A generic solution to PostGIS nearest neighbor

After some heavy brainstorming, I have come up with a faster and more generic solution to calculating nearest neighbors than my previous solutions. For the gory details on how I arrived at this solution - please check out the following blog entries Boston GIS Blog entries on Nearest Neighbor Search.

In the sections that follow I will briefly describe the key parts of the solution, the strengths of the solution, the caveats of the solution, and some general use cases.

The parts of the solution

The solution is composed of a new PostgreSQL type, and 2 PostgreSQL functions. It involves a sequence of expand boxes that fan out from the bounding box of a geometry to as far out as you want. Below are the descriptions of each part.

pgis_nn - a new type that defines a neighbor solution - for a given near neighbor solution it gives you, the primary key of the neighbor and the distance it is away from the reference object
expandoverlap_metric - this is a helper function that returns the first fanned out box that an object is found in relative to the reference geometry. It returns an integer where the integer varies from 0 (in bounding box) to maxslices where maxslices is how many slices you want to dice up your larger expand box.
_pgis_fn_nn - this is the workhorse function that should never be directly called - it is a pgsql function that returns for each geometry k near neighbors
pgis_fn_nn(geom1 geometry, distguess double precision, numnn integer, maxslices integer, lookupset varchar(150), swhere varchar(5000), sgid2field varchar(100), sgeom2field varchar(100))) - this is our interface function written in language sql to fool the planner into thinking we are using an sql function. This is to get around certain anomalies of PostgreSQL that prevent pgsql set returning functions from being used if they reference fields in the from part of an SQL statement. Description of the inputs is as follows.
1. geom1 - this is the reference geometry.
2. distguess - this is the furthest distance you want to branch out before you want the query to give up. It is measured in units of the spatial ref system of your geometries.
3. numnn - number of nearest neighbors to return.
4. maxslices - this is the max number of slices you want to slice up your whole expand box.

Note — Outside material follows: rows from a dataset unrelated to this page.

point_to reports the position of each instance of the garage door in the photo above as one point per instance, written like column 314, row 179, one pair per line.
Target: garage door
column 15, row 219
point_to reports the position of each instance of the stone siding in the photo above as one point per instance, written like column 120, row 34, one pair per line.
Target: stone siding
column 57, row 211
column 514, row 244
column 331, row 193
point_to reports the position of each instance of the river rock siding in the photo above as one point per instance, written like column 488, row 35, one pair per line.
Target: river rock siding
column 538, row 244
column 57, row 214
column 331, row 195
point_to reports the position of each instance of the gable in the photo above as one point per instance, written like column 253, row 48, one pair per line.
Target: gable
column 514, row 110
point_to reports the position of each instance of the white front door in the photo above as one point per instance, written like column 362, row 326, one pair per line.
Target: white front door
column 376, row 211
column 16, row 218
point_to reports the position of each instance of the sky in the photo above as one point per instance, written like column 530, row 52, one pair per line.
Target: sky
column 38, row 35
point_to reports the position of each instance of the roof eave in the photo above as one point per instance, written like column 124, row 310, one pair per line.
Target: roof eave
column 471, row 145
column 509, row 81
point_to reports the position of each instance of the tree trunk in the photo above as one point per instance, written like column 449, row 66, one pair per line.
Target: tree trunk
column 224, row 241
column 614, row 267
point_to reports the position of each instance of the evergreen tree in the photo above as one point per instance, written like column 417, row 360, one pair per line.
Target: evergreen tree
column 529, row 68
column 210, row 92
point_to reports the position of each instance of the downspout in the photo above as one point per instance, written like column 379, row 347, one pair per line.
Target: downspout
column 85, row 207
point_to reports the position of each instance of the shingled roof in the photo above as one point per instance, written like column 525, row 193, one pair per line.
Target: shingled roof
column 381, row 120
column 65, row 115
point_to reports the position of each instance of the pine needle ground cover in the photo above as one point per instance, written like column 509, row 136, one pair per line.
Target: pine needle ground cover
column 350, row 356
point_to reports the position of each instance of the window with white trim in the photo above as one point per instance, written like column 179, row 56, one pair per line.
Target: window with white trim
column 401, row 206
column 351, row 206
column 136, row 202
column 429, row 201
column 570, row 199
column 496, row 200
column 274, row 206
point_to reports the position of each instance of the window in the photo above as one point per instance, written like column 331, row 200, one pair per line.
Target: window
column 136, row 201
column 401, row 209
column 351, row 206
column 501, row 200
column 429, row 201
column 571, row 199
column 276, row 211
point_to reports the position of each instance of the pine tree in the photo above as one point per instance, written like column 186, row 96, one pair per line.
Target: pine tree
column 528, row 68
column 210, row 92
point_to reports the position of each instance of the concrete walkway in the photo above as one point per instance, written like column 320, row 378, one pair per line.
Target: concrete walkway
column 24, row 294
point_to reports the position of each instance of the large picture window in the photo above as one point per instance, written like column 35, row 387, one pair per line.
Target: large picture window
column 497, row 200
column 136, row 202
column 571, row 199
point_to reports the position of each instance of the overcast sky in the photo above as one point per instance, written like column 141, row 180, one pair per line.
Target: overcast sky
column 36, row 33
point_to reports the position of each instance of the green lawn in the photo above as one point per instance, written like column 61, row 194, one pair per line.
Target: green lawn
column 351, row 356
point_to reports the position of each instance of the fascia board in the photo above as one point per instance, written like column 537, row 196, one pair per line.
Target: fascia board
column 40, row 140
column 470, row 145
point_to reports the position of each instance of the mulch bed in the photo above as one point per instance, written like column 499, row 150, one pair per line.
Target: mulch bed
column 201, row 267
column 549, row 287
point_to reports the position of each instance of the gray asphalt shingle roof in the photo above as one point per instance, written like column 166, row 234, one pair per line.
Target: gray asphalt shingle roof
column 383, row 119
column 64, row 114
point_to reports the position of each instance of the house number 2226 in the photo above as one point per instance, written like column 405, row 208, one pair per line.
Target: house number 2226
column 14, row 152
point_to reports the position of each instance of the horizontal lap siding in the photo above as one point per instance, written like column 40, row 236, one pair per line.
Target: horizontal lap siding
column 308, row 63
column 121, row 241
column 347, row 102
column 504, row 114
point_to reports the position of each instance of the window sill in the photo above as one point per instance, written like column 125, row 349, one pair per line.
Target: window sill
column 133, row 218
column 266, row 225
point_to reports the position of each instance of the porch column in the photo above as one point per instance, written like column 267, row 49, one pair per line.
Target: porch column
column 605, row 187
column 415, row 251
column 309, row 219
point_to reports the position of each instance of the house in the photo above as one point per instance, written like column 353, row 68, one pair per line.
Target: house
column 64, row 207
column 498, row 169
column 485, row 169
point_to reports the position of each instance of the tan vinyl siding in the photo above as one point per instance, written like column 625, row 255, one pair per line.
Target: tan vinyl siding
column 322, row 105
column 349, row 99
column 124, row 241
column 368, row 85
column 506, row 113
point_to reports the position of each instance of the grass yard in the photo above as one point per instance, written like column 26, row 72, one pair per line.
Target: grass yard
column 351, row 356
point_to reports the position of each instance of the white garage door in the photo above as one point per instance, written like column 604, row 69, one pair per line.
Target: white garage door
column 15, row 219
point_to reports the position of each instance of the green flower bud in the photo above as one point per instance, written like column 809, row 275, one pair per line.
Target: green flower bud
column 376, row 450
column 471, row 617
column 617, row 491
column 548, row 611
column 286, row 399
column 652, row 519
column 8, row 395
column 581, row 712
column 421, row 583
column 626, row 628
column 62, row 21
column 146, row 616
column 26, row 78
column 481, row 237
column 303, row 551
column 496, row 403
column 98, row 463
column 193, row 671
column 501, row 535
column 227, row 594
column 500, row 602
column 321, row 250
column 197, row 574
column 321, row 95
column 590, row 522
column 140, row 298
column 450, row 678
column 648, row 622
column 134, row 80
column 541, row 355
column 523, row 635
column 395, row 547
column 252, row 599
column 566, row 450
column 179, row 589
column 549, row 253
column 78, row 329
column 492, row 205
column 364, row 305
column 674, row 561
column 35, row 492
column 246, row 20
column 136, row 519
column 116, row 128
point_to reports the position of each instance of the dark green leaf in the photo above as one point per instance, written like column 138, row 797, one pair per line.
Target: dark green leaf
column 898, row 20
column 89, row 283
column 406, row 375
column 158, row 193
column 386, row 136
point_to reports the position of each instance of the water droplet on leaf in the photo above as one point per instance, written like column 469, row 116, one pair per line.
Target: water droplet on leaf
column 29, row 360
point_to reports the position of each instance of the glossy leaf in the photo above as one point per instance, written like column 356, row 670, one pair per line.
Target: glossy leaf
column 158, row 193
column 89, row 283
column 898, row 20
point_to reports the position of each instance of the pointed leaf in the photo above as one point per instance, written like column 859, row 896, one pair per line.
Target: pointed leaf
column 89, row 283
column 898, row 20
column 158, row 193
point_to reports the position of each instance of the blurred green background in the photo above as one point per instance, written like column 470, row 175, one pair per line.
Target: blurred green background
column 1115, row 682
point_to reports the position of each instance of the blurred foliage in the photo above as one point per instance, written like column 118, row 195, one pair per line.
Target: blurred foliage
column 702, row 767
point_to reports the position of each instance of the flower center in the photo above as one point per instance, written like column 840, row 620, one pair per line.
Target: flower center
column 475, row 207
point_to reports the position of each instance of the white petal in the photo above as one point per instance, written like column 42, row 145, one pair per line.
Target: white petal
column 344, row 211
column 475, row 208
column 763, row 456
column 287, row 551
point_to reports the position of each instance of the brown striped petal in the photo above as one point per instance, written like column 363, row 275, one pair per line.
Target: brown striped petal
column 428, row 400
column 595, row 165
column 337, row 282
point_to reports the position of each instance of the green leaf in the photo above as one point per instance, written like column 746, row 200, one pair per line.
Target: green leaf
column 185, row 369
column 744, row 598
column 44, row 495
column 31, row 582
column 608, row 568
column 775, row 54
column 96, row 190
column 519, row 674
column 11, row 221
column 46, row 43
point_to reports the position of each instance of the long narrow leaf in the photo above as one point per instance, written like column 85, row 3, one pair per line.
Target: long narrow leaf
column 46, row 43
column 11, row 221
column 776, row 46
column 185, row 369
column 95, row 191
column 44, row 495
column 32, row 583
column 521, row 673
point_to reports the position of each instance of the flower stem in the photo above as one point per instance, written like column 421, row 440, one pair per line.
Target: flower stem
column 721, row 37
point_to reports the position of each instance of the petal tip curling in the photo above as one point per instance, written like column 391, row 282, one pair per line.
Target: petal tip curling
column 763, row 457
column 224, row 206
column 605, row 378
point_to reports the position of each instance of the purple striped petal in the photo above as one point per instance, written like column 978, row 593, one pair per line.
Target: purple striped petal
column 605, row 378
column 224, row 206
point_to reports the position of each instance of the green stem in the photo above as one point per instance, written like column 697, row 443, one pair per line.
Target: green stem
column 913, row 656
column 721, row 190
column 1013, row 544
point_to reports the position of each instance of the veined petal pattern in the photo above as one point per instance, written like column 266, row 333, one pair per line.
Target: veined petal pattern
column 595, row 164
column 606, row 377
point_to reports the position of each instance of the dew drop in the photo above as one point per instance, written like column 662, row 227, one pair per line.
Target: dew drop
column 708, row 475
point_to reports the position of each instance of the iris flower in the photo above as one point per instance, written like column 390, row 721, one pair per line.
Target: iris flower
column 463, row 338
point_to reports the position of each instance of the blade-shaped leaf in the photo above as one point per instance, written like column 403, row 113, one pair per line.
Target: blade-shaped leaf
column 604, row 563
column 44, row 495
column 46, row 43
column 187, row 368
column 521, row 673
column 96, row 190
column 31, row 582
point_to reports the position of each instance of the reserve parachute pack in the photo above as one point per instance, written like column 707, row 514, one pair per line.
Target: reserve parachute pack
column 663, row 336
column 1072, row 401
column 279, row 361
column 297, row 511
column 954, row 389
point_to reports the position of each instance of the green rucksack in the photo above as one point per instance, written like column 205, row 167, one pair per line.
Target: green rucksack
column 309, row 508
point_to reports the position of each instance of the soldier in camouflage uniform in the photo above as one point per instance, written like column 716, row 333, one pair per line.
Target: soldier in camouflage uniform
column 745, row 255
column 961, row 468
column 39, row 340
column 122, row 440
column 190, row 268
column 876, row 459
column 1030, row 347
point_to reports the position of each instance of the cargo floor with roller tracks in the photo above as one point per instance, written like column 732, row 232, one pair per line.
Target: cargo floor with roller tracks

The more slices the thinner the slices, but the more iterations. I'm sure there is some statistically function one can run against ones dataset to figure out the optimal number of slices and distance guess, but I haven't quite figured out what that would be.
5. lookupset - this is usually the name of the table you want to search for nearest neighbors. In theory you could throw in a fairly complicated subselect statement as long as you wrap it in parethesis. Something like '(SELECT g.*, b.name FROM sometable g INNER JOIN someothertable b ON g.id = b.id)' . Althought I haven't had a need to do that yet so haven't tested that feature.
6. swhere - this is the where condition to apply to your dataset. If you want the whole dataset to be evaluated, then put 'true'. In theory you can have this correlated with your reference table by gluing parameters together, so can get pretty sophisticated.
7. sgid2field - this is the name of the unique id field in the dataset you want to check for nearest neighbors.
8. sgeom2field - this is the name of the geometry field in the dataset you want to check for nearest neighbors

The code can be downloaded here http://www.bostongis.com/downloads/pgis_nn.txt. I will also be posting this to the PostGIS Wiki once I clean it up a bit more.

Key features

My objective in creating this solution is to give PostGIS the same expressiveness that Oracle's SDO_NN and SDO_NN_DISTANCE functions provide Oracle. Unlike the Oracle solution, this solution is not implemented as an Operator, but instead as a set returning function.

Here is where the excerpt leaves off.